评估动脉内注射90钇(90Y)微球治疗不可切除肝细胞癌(HCC)的疗效。

方法与材料

不可切除但无肝外疾病、经(99m)锝标记的聚合白蛋白模拟测定肺分流<15%且肿瘤与正常组织比值>或=2的HCC患者纳入本研究。通过分区模型估算肺部、肿瘤及正常肝脏所接受的辐射剂量。在肝血管造影时或经透视通过植入的动脉导管将90Y微球注入肝动脉。对残留或复发性肿瘤进行重复治疗。通过血清甲胎蛋白或铁蛋白水平以及连续的计算机断层扫描监测治疗反应。

结果

71例患者,包括20例术后复发患者,最初接受了活度为0.8 - 5.0吉贝可(GBq)(21.6 - 135.1毫居里)(中位值3.0 GBq或81.1毫居里)的90Y微球治疗。首次治疗后19例(26.7%)患者肿瘤体积缩小50%。然而,在46例治疗前甲胎蛋白水平升高的患者中,总体客观反应率(根据甲胎蛋白水平变化)为89%[部分缓解(PR)67%,完全缓解(CR)22%]。另外25例患者治疗后血清铁蛋白水平下降了34%至99%。15例患者接受了重复治疗。最多治疗5次,最大总活度为13.0 GBq(351.4毫居里),分3次给予。首次治疗时,非肿瘤肝脏所接受的估计辐射剂量范围为25至136戈瑞(中位值52戈瑞),最高总辐射剂量估计为324戈瑞。
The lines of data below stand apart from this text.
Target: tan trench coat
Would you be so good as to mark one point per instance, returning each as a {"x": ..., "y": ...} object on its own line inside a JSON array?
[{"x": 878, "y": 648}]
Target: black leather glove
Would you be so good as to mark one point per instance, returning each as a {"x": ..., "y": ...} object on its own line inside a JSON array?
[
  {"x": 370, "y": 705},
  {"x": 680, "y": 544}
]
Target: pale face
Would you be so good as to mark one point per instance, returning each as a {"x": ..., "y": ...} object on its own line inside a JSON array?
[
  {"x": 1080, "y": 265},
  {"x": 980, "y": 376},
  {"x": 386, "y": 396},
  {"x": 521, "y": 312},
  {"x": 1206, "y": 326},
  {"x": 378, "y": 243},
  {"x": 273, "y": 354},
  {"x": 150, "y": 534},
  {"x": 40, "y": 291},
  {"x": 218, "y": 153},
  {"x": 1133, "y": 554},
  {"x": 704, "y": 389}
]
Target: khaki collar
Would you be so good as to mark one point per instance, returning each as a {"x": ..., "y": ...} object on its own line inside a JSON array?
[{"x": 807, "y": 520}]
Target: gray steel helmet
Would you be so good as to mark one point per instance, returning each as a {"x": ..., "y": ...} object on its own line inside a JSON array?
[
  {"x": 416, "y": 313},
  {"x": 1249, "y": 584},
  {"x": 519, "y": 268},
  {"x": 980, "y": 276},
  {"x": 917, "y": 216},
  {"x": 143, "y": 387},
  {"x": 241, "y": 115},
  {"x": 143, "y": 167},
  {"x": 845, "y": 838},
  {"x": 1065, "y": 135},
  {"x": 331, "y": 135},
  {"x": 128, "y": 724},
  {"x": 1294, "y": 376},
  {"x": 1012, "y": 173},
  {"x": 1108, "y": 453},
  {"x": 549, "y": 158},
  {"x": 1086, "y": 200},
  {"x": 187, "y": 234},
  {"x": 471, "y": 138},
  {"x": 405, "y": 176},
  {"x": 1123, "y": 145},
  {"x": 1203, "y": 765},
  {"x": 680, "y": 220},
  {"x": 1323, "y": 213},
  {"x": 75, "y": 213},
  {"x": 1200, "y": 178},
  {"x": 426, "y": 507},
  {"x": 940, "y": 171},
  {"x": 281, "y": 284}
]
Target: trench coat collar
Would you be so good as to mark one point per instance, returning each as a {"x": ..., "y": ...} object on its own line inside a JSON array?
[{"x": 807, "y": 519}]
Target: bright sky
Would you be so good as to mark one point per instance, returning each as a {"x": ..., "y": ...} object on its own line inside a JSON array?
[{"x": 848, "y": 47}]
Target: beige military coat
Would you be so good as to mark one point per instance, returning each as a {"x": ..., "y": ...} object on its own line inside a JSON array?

对于肿瘤,首次治疗时估计辐射剂量范围为83至748戈瑞(中位值225戈瑞),累积最高剂量达1580戈瑞。4例患者切除了残留肿瘤。其中2例有完全组织学缓解,但从另外2例患者切除的肿瘤坏死中心仅偶尔发现存活肿瘤细胞。71例患者的中位生存期为9.4个月(范围1.8至46.4个月)。治疗耐受性良好,未出现骨髓毒性,也无放射性肝炎或肺炎的临床证据。

结论

使用90Y微球的选择性内放射治疗对部分不可切除HCC病例有效且耐受性良好。基于肿瘤标志物水平下降的客观反应率高于基于计算机断层扫描显示的肿瘤体积缩小的反应率。非肿瘤肝脏对内放射的耐受性似乎高于外照射。选择性内放射治疗可能使不可切除肿瘤转变为可切除肿瘤。